This example assumes a 6-GPU DGX Station. If you have fewer GPUs (e.g. 1 or 2), run only the -cgi lines for the GPU indices that exist on your system (e.g. -i 0 and -i 1 only). Each GPU can have any combination of profiles that fits within its capacity:

## GPU 0: 7 × 1g.35gb
sudo nvidia-smi mig -cgi 19,19,19,19,19,19,19 -C -i 0

## GPU 1: 4 × 1g.70gb
sudo nvidia-smi mig -cgi 15,15,15,15 -C -i 1

## GPU 2: 3 × 2g.70gb
sudo nvidia-smi mig -cgi 14,14,14 -C -i 2

## GPU 3: 2 × 3g.139gb
sudo nvidia-smi mig -cgi 9,9 -C -i 3

## GPU 4: 1 × 4g.139gb
sudo nvidia-smi mig -cgi 5 -C -i 4

## GPU 5: 1 × 7g.278gb (full GPU as a single MIG instance)
sudo nvidia-smi mig -cgi 0 -C -i 5

You can choose any valid combination of profile IDs per GPU that fits within the GB300’s capacity; the above is a known-good example.

Step 5. Verify MIG instances

Check the resulting MIG device layout:

nvidia-smi -L

You should see each physical GPU (e.g.
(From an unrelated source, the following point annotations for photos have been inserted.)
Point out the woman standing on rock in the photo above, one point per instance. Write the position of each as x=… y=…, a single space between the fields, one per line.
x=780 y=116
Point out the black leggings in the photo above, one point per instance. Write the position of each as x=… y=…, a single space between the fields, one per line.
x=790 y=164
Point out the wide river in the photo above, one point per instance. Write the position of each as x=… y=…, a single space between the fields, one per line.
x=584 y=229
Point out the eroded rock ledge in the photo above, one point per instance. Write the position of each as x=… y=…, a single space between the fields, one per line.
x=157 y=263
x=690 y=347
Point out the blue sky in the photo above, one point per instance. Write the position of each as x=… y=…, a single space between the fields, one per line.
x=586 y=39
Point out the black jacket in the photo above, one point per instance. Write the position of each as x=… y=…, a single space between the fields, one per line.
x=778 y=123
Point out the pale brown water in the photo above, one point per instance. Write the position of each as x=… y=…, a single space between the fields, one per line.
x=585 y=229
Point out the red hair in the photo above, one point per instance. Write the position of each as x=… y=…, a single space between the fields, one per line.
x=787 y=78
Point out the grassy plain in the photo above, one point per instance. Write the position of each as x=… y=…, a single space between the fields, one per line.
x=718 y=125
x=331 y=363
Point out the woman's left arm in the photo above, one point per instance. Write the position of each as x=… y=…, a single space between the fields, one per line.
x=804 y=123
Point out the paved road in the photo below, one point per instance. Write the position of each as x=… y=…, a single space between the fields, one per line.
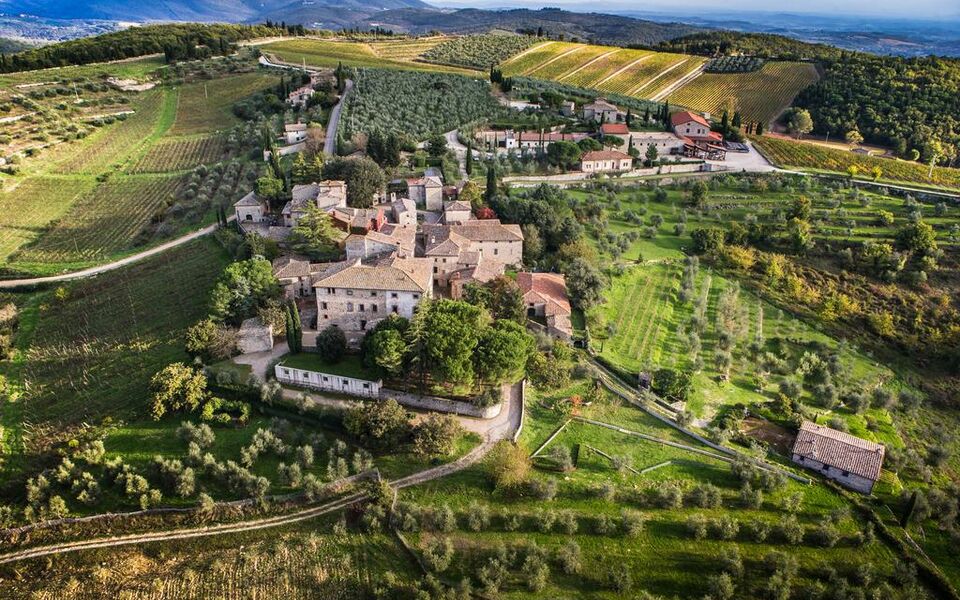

NVIDIA GB300) followed by its MIG devices, for example:

GPU 0: NVIDIA GB300 (UUID: GPU-...)
  MIG 1g.35gb Device 0: (UUID: MIG-...)
  MIG 1g.35gb Device 1: (UUID: MIG-...)
  ...
GPU 1: NVIDIA GB300 (UUID: GPU-...)
  MIG 1g.70gb Device 0: (UUID: MIG-...)
  ...

To list GPU instances and compute instances (requires sudo):

sudo nvidia-smi mig -lgi     # list GPU instances
sudo nvidia-smi mig -lci     # list compute instances

Step 6. Using the MIG devices

Bare-metal CUDA applications: set CUDA_VISIBLE_DEVICES to a MIG device UUID (from nvidia-smi -L):

export CUDA_VISIBLE_DEVICES=MIG-<uuid>
./your_app

Verify a MIG instance is visible: From the same shell where you set CUDA_VISIBLE_DEVICES, run nvidia-smi. You should see only the single MIG device (e.g. one "MIG 1g.35gb" device). Example:

export CUDA_VISIBLE_DEVICES=MIG-<uuid-from-nvidia-smi-L>
nvidia-smi

Containers (Docker): Use the MIG device UUID in the --gpus option. Example:

docker run --gpus '"device=MIG-<uuid>"' nvcr.io/nvidia/cuda:13.0.1-devel-ubuntu24.04 nvidia-smi

Replace <uuid> with a full MIG UUID from nvidia-smi -L. For Kubernetes and nvidia-container-toolkit workflows, see the MIG User Guide (Getting Started with MIG and Kubernetes sections).

Step 7. Disabling MIG and restoring full GPU

When you need full NVLink P2P and a single full-GPU instance again, you must destroy all MIG instances first, then disable MIG. If you run sudo nvidia-smi -mig 0 without destroying instances, it will fail with "In use by another client."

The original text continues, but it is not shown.